Here is how it happens. Each item as a "Clipping outline" (not the right term, but it's what i am using here) that denoted the outer boundaries of the object. This clipping outline keeps one plate from merging with another one if you put them next to each other. So, you line up all your stuff and it all looks neat.
Then you leave the cell and come back at some point. Two things will happen, either the game will try to reset all the stock objects in the cell which can knock other objects off the shelf. However, this is not as big an issue as the other reason. When you enter the cell, all items in the cell are rendered again and placed where the game remembers them being. However if the placement was just a little off, then an item can fall or drop. If the item was not flat on the table, then it can tip when rendered. When it does this, the clipping outline can bump into another object which can set off a chain reaction of things being moved around the cell.
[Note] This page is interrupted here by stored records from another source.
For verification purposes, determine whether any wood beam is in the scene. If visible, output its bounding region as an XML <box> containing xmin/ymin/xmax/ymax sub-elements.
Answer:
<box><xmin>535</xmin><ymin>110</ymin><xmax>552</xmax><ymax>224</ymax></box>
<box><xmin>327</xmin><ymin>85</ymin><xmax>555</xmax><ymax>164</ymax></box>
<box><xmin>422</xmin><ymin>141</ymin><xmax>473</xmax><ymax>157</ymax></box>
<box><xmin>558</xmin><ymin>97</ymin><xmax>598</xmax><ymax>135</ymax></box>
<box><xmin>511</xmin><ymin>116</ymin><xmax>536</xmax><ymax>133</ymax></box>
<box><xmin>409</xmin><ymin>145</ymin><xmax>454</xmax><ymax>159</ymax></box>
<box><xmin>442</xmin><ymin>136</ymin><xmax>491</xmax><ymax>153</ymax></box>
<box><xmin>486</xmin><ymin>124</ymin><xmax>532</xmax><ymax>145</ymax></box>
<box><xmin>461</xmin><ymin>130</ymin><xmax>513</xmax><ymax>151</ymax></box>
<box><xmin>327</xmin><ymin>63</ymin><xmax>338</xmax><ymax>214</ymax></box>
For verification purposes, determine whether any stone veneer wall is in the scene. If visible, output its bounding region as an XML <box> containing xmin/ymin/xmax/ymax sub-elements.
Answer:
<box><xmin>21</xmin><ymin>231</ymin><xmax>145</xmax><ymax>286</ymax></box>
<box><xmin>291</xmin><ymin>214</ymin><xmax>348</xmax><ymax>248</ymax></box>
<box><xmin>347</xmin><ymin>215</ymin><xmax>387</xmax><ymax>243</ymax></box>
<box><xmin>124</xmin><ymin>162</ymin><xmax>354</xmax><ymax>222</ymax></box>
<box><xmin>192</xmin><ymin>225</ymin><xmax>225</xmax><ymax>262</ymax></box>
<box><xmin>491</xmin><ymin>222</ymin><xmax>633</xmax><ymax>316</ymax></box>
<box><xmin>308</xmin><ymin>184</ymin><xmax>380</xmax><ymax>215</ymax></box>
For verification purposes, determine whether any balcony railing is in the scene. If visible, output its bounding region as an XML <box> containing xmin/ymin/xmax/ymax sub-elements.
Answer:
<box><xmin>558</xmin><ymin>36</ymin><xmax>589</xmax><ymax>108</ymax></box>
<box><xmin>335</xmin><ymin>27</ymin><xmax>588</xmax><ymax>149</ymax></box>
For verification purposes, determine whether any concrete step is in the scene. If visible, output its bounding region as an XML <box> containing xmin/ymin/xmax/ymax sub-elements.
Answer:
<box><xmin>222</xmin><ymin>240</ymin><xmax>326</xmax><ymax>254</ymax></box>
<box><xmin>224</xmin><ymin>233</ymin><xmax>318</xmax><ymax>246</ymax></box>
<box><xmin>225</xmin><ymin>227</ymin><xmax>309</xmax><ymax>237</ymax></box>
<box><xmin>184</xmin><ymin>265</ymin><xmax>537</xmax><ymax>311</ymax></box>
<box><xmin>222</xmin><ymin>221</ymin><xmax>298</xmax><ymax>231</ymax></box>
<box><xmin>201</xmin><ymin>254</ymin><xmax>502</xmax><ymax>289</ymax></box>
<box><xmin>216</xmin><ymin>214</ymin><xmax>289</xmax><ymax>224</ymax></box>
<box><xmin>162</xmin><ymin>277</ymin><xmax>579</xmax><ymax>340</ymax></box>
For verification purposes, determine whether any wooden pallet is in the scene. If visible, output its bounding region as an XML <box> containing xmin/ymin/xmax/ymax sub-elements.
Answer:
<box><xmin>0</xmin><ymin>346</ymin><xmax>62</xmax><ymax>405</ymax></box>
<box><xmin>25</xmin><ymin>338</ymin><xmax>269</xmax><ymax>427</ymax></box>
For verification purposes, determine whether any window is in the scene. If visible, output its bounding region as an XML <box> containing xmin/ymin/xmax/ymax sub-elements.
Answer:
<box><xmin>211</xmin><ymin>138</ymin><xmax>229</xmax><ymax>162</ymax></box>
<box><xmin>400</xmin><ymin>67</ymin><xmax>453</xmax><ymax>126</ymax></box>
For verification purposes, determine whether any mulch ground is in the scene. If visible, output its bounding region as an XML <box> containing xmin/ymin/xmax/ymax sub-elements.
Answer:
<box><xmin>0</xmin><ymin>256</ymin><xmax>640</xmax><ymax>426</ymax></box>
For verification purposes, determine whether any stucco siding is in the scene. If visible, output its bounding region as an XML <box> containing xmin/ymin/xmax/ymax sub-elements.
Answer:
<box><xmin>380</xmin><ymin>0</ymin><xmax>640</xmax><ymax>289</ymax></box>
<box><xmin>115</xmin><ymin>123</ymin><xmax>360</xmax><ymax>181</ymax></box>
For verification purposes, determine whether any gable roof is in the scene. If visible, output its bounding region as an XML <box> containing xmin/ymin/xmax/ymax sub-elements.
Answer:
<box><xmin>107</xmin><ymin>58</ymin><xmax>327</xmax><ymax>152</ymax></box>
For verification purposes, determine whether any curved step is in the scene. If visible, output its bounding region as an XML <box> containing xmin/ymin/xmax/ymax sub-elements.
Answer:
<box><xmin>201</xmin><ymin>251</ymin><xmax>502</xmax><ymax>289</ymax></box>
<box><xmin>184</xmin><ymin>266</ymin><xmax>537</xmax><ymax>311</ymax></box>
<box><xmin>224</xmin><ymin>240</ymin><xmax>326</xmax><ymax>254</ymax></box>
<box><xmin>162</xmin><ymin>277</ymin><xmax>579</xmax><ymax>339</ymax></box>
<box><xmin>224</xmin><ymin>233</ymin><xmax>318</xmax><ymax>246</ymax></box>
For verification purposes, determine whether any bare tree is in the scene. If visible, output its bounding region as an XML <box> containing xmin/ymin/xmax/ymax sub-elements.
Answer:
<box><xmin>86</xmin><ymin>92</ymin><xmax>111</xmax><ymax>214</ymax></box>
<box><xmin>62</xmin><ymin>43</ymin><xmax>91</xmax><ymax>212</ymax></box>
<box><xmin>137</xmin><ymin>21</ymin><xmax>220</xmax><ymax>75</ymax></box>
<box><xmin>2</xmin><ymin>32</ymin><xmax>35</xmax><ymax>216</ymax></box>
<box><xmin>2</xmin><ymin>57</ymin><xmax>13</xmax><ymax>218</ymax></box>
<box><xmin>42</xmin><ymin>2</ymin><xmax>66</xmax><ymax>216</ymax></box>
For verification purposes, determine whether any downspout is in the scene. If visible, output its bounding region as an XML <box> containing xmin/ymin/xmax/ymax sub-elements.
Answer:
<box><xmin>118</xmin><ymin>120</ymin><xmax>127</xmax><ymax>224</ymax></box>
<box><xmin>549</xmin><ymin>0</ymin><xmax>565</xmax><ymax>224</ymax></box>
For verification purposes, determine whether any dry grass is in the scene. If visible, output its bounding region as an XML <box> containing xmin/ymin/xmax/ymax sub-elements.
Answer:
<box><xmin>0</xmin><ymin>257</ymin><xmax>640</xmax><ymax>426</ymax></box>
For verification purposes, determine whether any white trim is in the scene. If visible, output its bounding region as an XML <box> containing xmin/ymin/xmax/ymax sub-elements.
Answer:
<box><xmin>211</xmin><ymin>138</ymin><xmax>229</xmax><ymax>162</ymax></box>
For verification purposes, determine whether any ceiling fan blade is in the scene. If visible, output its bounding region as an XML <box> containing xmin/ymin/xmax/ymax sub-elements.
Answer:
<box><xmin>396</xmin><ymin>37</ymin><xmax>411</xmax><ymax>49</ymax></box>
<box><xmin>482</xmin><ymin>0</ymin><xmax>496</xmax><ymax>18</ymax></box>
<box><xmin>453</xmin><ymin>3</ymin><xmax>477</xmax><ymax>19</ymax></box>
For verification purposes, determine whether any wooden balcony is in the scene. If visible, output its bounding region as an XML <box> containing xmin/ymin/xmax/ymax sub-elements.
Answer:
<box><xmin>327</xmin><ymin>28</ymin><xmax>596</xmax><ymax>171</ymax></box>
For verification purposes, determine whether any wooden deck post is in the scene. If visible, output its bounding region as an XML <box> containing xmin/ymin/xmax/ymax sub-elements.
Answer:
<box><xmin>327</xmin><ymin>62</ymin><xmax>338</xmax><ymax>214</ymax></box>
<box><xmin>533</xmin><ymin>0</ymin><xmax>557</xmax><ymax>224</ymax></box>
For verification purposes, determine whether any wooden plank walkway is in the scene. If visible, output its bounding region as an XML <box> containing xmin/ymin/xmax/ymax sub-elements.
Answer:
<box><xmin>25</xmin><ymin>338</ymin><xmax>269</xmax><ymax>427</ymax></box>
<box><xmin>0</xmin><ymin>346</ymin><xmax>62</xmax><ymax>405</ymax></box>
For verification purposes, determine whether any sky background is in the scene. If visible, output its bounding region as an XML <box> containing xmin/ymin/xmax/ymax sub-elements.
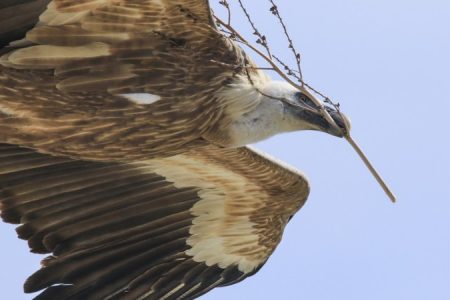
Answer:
<box><xmin>0</xmin><ymin>0</ymin><xmax>450</xmax><ymax>300</ymax></box>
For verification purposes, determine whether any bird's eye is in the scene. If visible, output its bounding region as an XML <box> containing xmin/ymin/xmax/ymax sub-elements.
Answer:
<box><xmin>295</xmin><ymin>92</ymin><xmax>317</xmax><ymax>108</ymax></box>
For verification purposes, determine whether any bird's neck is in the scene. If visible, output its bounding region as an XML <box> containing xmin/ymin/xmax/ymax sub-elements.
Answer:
<box><xmin>204</xmin><ymin>77</ymin><xmax>302</xmax><ymax>147</ymax></box>
<box><xmin>223</xmin><ymin>97</ymin><xmax>298</xmax><ymax>147</ymax></box>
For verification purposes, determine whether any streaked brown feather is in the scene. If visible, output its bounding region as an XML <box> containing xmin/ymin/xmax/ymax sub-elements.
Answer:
<box><xmin>0</xmin><ymin>145</ymin><xmax>308</xmax><ymax>299</ymax></box>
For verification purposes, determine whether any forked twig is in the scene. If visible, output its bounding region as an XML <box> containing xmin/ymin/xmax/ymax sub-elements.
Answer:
<box><xmin>215</xmin><ymin>0</ymin><xmax>396</xmax><ymax>203</ymax></box>
<box><xmin>238</xmin><ymin>0</ymin><xmax>272</xmax><ymax>59</ymax></box>
<box><xmin>216</xmin><ymin>16</ymin><xmax>339</xmax><ymax>132</ymax></box>
<box><xmin>269</xmin><ymin>0</ymin><xmax>305</xmax><ymax>85</ymax></box>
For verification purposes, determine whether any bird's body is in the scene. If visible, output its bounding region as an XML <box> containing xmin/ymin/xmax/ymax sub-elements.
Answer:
<box><xmin>0</xmin><ymin>0</ymin><xmax>343</xmax><ymax>299</ymax></box>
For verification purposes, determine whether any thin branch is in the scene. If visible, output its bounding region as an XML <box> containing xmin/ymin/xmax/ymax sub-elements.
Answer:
<box><xmin>219</xmin><ymin>0</ymin><xmax>231</xmax><ymax>25</ymax></box>
<box><xmin>216</xmin><ymin>16</ymin><xmax>340</xmax><ymax>128</ymax></box>
<box><xmin>237</xmin><ymin>0</ymin><xmax>272</xmax><ymax>59</ymax></box>
<box><xmin>269</xmin><ymin>0</ymin><xmax>304</xmax><ymax>85</ymax></box>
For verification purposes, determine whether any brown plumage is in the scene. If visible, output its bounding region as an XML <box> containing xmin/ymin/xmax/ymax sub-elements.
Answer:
<box><xmin>0</xmin><ymin>0</ymin><xmax>348</xmax><ymax>300</ymax></box>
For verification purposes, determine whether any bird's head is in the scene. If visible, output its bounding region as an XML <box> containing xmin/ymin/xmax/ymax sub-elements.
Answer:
<box><xmin>261</xmin><ymin>81</ymin><xmax>350</xmax><ymax>137</ymax></box>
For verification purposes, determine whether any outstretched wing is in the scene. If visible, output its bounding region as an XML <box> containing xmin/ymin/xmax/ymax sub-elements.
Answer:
<box><xmin>0</xmin><ymin>144</ymin><xmax>309</xmax><ymax>300</ymax></box>
<box><xmin>0</xmin><ymin>0</ymin><xmax>257</xmax><ymax>159</ymax></box>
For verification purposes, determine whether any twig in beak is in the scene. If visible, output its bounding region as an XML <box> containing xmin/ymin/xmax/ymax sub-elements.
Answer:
<box><xmin>345</xmin><ymin>132</ymin><xmax>396</xmax><ymax>203</ymax></box>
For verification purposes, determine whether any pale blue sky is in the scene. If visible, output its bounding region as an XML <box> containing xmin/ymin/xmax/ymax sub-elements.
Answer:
<box><xmin>0</xmin><ymin>0</ymin><xmax>450</xmax><ymax>300</ymax></box>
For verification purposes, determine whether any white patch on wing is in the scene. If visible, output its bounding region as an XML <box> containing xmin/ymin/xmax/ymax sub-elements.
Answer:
<box><xmin>144</xmin><ymin>155</ymin><xmax>270</xmax><ymax>273</ymax></box>
<box><xmin>120</xmin><ymin>93</ymin><xmax>161</xmax><ymax>105</ymax></box>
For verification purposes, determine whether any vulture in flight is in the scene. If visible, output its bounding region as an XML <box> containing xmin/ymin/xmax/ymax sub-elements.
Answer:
<box><xmin>0</xmin><ymin>0</ymin><xmax>346</xmax><ymax>300</ymax></box>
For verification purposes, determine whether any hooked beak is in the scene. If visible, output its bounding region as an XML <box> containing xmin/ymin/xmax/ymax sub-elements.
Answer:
<box><xmin>284</xmin><ymin>93</ymin><xmax>350</xmax><ymax>138</ymax></box>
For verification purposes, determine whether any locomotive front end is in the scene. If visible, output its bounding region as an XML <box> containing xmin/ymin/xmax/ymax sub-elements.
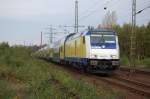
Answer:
<box><xmin>89</xmin><ymin>31</ymin><xmax>120</xmax><ymax>73</ymax></box>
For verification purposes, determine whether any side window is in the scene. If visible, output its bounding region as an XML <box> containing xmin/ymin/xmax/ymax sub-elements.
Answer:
<box><xmin>83</xmin><ymin>36</ymin><xmax>85</xmax><ymax>44</ymax></box>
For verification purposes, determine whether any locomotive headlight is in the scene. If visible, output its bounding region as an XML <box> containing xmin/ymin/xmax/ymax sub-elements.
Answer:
<box><xmin>110</xmin><ymin>55</ymin><xmax>117</xmax><ymax>59</ymax></box>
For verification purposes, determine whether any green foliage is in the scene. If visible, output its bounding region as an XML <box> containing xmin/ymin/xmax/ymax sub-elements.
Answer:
<box><xmin>0</xmin><ymin>44</ymin><xmax>121</xmax><ymax>99</ymax></box>
<box><xmin>114</xmin><ymin>22</ymin><xmax>150</xmax><ymax>66</ymax></box>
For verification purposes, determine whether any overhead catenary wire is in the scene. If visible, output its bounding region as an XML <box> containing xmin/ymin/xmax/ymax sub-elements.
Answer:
<box><xmin>79</xmin><ymin>1</ymin><xmax>108</xmax><ymax>21</ymax></box>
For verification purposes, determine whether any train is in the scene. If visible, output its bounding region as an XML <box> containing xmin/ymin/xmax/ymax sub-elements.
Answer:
<box><xmin>35</xmin><ymin>29</ymin><xmax>120</xmax><ymax>73</ymax></box>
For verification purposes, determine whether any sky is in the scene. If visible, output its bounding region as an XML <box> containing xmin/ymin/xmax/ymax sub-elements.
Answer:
<box><xmin>0</xmin><ymin>0</ymin><xmax>150</xmax><ymax>45</ymax></box>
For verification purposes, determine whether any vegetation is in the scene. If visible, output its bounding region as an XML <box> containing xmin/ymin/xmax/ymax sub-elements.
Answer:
<box><xmin>0</xmin><ymin>43</ymin><xmax>121</xmax><ymax>99</ymax></box>
<box><xmin>98</xmin><ymin>11</ymin><xmax>150</xmax><ymax>68</ymax></box>
<box><xmin>113</xmin><ymin>22</ymin><xmax>150</xmax><ymax>68</ymax></box>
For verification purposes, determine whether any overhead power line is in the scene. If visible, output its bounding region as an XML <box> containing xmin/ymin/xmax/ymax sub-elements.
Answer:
<box><xmin>136</xmin><ymin>6</ymin><xmax>150</xmax><ymax>14</ymax></box>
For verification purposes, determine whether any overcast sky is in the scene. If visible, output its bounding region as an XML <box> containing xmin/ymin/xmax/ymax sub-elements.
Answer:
<box><xmin>0</xmin><ymin>0</ymin><xmax>150</xmax><ymax>45</ymax></box>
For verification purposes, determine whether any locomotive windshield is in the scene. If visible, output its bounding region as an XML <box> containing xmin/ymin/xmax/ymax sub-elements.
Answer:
<box><xmin>91</xmin><ymin>35</ymin><xmax>116</xmax><ymax>48</ymax></box>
It was even worse in Oblivion and Fallout 3 when they first came out. I could bump into a vase, and everything would explode all over the room like a popcorn popper. They adjusted the physics to reduce this in those games. They got item placement pretty good with this change in FO3 and FONV. But, as one poster above said, the ways to spin the obkjects or flip them has been taken away.
I think some people are saying that you need to do it like this:
Enter house.
Drop stuff.
Leave house.
Save.
Exit Client.
Open Client.
Reload.
Enter house.
Decorate.
I think it works if you go like that.
This works as the game somehow treats objects that are rendered in the cell, then later moved, differently than items that are just dropped in place, then rendered again at a later cell load. Items placed this way seem to get moved less when the cell renders. They can still get bumped around, but it does make for a more stable item placement.